Physicians confirmed this diagnosis soon after Renee’s birth — and within just a few hours, the Seavers found themselves on the telephone, discussing surgical options for their tiny daughter. “Renee was only 12 hours old and we had to trust this voice on the phone explaining what would happen next,” Michelle remembers.
‘No one I trust more’
That voice on the phone belonged to Dr. Russell Jennings, co-director of the Esophageal and Airway Treatment Center at Boston Children’s Hospital, who explained the surgical procedures he would use to repair Renee’s esophagus and airway. The operations were successful, and Dr. Jennings and the team went from being faceless clinicians to an integral part of the Seavers’ lives. “Now, there’s no one I trust more than them,” says Michelle.
Although Renee’s EA/TEF had been addressed, it was only the beginning of a long medical journey for the little girl. She had also been born with four holes in her heart, which were surgically repaired when she was 5 weeks old by Dr. Emile Bacha, then a cardiac surgeon in Boston Children’s Heart Center. In all, Renee spent the first six weeks of her life in the Neonatal Intensive Care Unit.
An uncertain future
But perhaps the family’s greatest challenge came when genetic testing revealed that Renee had partial trisomy 18, a chromosomal disorder that can be fatal for many babies. Her parents were finally able to bring her home from the hospital — but the future she faced was uncertain. Clinicians warned the Seavers that few babies with trisomy 18 live to see their first birthday. Because of this, there’s little good information about what to expect in older children with the disorder. “It’s like a final exam that you don’t get to study for,” says Michelle. “There’s always something to figure out.”
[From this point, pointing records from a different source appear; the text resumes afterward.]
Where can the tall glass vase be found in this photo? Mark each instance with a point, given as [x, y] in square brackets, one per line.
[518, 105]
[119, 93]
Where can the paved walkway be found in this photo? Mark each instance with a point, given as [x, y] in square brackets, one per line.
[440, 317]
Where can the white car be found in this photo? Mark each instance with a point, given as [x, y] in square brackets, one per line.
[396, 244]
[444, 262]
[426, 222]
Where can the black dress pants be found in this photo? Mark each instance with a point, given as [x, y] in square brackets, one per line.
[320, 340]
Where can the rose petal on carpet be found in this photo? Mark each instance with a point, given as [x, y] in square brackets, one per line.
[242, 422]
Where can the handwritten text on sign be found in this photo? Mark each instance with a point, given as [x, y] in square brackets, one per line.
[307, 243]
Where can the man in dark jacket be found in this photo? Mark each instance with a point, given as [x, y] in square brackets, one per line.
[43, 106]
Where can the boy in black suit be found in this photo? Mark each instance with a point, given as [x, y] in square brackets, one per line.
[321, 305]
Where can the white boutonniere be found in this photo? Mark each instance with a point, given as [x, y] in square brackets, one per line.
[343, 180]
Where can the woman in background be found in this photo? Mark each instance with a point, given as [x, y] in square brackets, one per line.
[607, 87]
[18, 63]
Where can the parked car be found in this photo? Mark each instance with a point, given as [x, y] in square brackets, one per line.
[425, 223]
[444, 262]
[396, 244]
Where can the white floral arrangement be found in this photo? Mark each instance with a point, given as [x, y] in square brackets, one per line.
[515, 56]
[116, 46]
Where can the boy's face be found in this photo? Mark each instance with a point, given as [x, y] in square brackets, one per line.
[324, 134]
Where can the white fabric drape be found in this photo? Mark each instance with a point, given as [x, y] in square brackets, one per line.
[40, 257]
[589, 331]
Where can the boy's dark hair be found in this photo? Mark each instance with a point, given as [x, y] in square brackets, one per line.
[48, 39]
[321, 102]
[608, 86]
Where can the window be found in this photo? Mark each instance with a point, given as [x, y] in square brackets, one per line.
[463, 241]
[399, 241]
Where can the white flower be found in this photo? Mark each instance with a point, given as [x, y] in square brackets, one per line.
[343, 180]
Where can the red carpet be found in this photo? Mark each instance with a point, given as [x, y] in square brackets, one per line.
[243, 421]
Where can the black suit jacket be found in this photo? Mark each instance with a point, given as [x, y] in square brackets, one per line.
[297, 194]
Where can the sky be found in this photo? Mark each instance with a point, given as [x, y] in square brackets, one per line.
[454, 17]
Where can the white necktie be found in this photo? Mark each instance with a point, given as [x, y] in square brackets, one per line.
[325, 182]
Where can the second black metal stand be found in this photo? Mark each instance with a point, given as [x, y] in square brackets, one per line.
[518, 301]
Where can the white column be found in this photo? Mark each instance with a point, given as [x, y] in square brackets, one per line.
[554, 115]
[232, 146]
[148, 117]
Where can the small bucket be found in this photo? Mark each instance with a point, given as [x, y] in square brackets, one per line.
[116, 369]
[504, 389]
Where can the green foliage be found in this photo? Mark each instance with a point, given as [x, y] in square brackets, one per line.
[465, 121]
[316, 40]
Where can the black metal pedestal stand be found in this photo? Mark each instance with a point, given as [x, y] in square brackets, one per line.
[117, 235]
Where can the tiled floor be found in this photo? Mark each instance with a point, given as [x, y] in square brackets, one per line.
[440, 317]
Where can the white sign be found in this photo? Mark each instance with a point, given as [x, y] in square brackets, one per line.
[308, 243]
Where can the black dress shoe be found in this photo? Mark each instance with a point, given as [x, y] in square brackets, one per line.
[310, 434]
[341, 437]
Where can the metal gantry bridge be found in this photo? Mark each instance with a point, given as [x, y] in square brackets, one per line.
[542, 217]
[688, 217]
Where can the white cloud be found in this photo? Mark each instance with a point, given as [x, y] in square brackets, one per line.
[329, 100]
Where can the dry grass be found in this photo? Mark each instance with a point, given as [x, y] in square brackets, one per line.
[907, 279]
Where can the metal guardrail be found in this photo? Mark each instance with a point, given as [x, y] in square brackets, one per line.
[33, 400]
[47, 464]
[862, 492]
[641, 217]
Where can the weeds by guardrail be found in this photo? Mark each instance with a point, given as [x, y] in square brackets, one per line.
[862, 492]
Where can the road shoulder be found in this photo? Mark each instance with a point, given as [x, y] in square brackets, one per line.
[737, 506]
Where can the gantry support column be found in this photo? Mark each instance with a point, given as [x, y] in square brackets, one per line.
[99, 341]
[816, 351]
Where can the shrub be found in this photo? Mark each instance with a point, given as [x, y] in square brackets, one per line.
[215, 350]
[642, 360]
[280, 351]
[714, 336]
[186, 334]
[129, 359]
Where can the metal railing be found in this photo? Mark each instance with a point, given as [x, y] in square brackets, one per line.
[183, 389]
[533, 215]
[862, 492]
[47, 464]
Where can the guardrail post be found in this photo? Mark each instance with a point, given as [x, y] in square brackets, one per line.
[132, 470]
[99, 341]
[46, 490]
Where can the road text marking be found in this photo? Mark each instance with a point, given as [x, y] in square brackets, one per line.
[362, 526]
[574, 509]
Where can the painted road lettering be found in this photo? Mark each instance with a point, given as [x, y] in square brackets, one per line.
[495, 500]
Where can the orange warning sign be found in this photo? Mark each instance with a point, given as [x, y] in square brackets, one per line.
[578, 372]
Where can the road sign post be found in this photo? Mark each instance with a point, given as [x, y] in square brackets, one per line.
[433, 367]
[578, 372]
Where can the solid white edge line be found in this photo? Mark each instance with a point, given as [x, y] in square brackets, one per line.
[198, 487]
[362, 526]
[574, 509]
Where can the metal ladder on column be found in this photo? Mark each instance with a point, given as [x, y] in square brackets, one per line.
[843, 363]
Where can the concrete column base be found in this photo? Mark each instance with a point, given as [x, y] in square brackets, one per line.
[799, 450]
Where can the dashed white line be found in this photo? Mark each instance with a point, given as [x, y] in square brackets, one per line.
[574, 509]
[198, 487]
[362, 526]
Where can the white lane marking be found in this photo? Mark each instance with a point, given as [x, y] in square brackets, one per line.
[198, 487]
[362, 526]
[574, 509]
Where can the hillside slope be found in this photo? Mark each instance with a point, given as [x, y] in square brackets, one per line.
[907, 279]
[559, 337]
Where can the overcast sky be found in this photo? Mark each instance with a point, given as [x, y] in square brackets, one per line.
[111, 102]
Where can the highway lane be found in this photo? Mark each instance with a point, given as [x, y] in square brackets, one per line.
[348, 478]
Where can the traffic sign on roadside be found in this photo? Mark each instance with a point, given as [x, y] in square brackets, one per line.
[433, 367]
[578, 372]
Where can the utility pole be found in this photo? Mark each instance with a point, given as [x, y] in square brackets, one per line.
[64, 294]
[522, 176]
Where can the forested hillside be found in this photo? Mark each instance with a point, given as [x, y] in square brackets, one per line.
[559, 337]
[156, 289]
Over the years, Renee and her parents have formed relationships with a variety of Boston Children’s clinicians, from the palliative care team to Dr. Tobias Loddenkemper, a neurologist who treats her seizures. For the most part, her diagnosis of EA/TEF “has mostly remained in the background,” says her mom. “We’ve had the luxury of not having to worry about it that much.” Still, when Michelle happened to run into Dr. Jennings during one of Renee’s hospital admissions, he asked why they were there and scheduled a test to check on her esophagus and airway. “It’s so nice to know he’s still watching over her, even now,” she says.
Finding their way
A happy, friendly child, Renee loves being with her family, including her grandparents, who live with her. While she’s non-verbal, “she’s the most verbal non-verbal person you’ll ever meet,” laughs her mother. “She definitely makes her wishes known.”
Ten years out from what could have been a devastating diagnosis, Renee isn’t just alive — she’s thriving. “I want other families to know that they don’t have to be afraid and that they’ll find their way,” says Michelle. “Your child can still have a great life, even if it’s a shortened life. Nobody comes into this world with an expiration date.”